I liked the book most when Jeffries describes his observations of wildlife. His chapter on the daily habits of the large flocks of rooks in his area I found fascinating. The quantities of birds he describes reminds me of the setting that William Cronon describes in his book Changes in the Land, a wonderful academic look at the changes in the ecology of Colonial New England.
It was also humorous to read Jeffries rant about the visual ugliness that church spires inflict on the natural landscape. From a 21st century perspective of course, those spires are seen by many of us to be part and parcel of the pastoral landscape and quite pretty. But then again we have a lot uglier things that blot the landscape to worry about.
If this review seems shallow, it’s because it is. In the realm of the Penguin English Journey series, this one leans to the enjoyable, but not so enjoyable that I feel the need to tax my brain too much in writing an adequate review.

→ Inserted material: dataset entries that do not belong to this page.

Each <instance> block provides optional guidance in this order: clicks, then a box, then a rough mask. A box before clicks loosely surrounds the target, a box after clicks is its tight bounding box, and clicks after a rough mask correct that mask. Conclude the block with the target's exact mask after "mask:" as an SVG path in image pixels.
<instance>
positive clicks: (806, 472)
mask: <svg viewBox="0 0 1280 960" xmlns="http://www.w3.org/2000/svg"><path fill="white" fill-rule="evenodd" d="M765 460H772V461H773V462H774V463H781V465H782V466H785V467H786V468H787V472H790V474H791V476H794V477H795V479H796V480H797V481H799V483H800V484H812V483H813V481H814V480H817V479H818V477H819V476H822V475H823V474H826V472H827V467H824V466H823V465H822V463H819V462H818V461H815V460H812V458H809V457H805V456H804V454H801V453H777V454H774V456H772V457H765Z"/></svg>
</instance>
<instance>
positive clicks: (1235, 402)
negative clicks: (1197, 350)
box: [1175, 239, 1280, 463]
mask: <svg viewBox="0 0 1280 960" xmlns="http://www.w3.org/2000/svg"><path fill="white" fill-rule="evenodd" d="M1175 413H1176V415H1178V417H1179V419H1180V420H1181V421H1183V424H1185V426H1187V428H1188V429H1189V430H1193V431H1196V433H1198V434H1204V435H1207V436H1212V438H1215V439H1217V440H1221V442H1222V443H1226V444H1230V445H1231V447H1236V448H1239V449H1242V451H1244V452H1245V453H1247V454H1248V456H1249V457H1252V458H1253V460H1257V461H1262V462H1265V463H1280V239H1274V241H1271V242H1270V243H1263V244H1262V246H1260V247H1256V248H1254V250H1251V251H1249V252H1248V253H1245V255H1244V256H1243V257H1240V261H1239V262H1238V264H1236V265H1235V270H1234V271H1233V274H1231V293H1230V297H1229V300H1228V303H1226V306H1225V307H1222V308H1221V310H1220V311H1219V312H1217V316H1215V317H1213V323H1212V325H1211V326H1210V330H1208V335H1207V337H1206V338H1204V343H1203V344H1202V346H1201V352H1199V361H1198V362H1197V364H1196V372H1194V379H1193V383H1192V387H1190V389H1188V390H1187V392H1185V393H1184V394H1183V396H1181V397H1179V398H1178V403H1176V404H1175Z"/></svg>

Although there are some gems in this series, I do feel the most attractive thing about it is the look of those slim uniform volumes!
You might prefer Bevis.
I think I might like this book, as I'm fond of reading about nature.
Rambling Fancy: Of course visual aesthetics is what prompted me to buy them in the first place.
Call Me Madam: I am not familiar with Bevis.
Jeane: You might the second volume “The Wood” even more.